撫子は閉じた扉の向こうでそっと呼吸を整え、廊下の窓の外に視線をやった。
ガラスの向こうの世界には桜の木が枝を広げていた。ガラス越しに感じる日の光には冬の空気がやっと緩んできたのを感じる。
まだ蕾さえつけていない桜の木、でもその枝はそっと桜色に染まってみえる。これから花を咲かせるために木全体が力を溜めているかのよう。

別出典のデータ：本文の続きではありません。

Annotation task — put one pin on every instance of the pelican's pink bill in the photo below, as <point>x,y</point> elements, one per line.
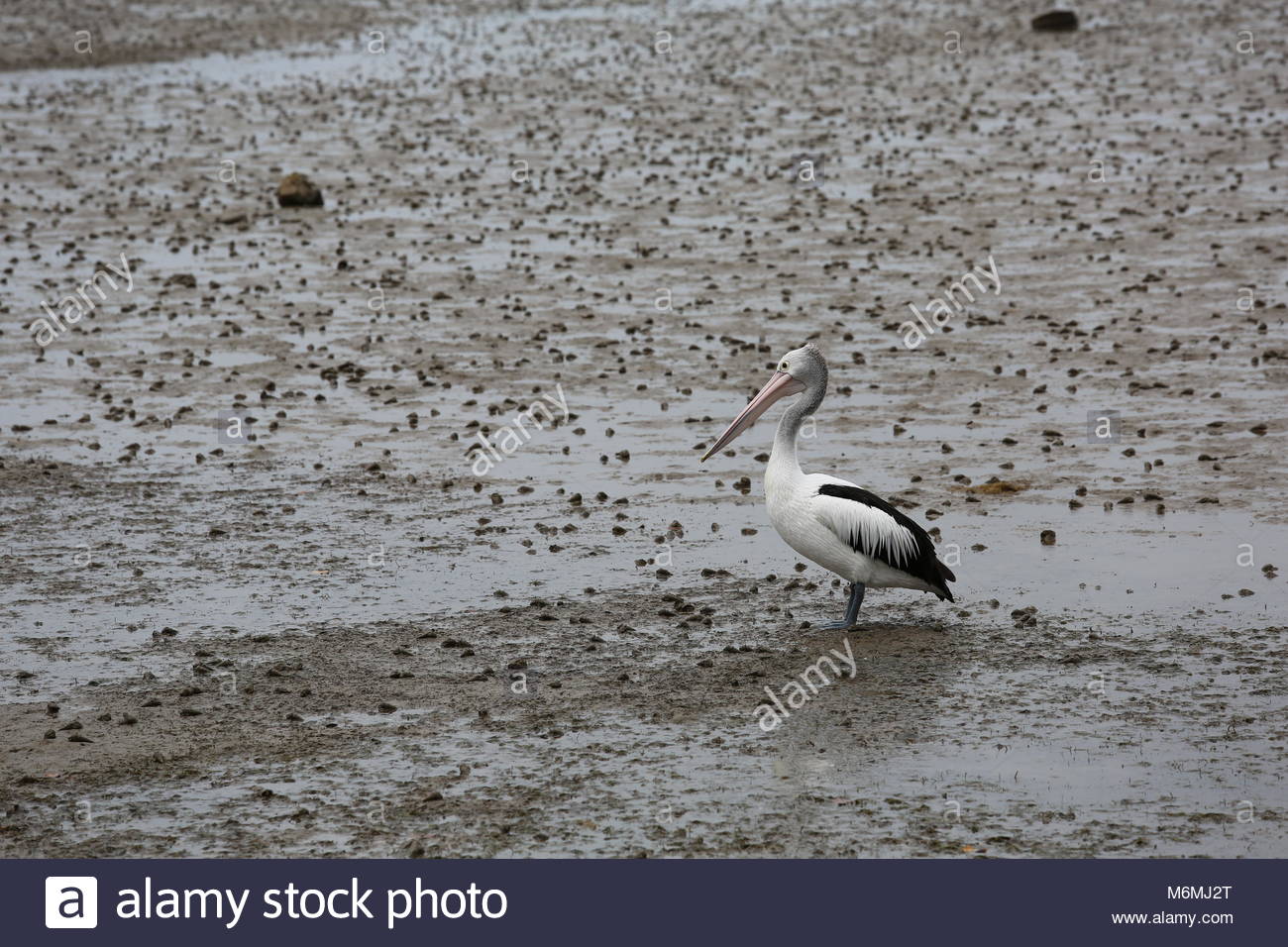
<point>778,386</point>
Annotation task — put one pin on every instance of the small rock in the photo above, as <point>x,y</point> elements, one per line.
<point>297,191</point>
<point>1056,22</point>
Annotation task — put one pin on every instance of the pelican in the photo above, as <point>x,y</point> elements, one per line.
<point>832,522</point>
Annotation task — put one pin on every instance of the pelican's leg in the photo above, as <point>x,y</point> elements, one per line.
<point>851,609</point>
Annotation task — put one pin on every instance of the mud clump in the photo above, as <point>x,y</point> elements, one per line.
<point>297,191</point>
<point>1056,22</point>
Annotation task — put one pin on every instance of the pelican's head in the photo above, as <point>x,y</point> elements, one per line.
<point>798,371</point>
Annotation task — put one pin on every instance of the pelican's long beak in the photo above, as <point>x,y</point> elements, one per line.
<point>778,386</point>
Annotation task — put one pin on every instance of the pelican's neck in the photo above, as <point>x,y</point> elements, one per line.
<point>784,457</point>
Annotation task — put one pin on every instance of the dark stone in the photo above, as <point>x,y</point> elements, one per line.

ふとした瞬間に想い出される。もう忘れたいと思っていたのに。
撫子は言い訳がましく心の中で囁いた。
数年前に自分の前に再び現れた高遠が、自分と同じように正当な試験を受けて然るべき面接を受けて、国家公務員になったのではないと撫子は感じていた。
彼がどういう方法をとってその地位を手に入れたかは真っ直ぐに人生を歩いてきた撫子には想像できない。それでも撫子は知っていた、今より幼稚で稚拙な高校を卒業する時。だから撫子は防衛大に入ったのだ。この国の国防にかかわる場所、その道を真っ直ぐ進めばきっと高遠にもう一度会うことができると知っていた。彼が今世でしたいことはきっとソウイウコトだから……。
会いたいと思っていた、会いたくないと思っていた。会ったら私は私でいられなくなる。それでも会いたいと思っていた。
この再会を高校生の時の撫子は知っていた、確信をもって、いやこの再会ができる道を自分で選んだ。
撫子の胸の奥がぐぐっと疼いた。
私もいつか咲くのだろうか?と撫子は心の中で呟いた。考えられないけどと心の中でこっそり嗤った。この想いは多分死ぬまでずっと引きずっていくものだと撫子は胸の奥にぐぐっと押し込んだ。
ガラスの向こう側の世界では花をつける前の枝がまだ冷たい風になぶられていた。
桜の木の向こうを先ほどすれ違った女子高生が撫子の失った若さを見せつけながら遠ざかっていく。
撫子はゆっくり瞬きをしてから、薄暗い廊下を歩き始めた。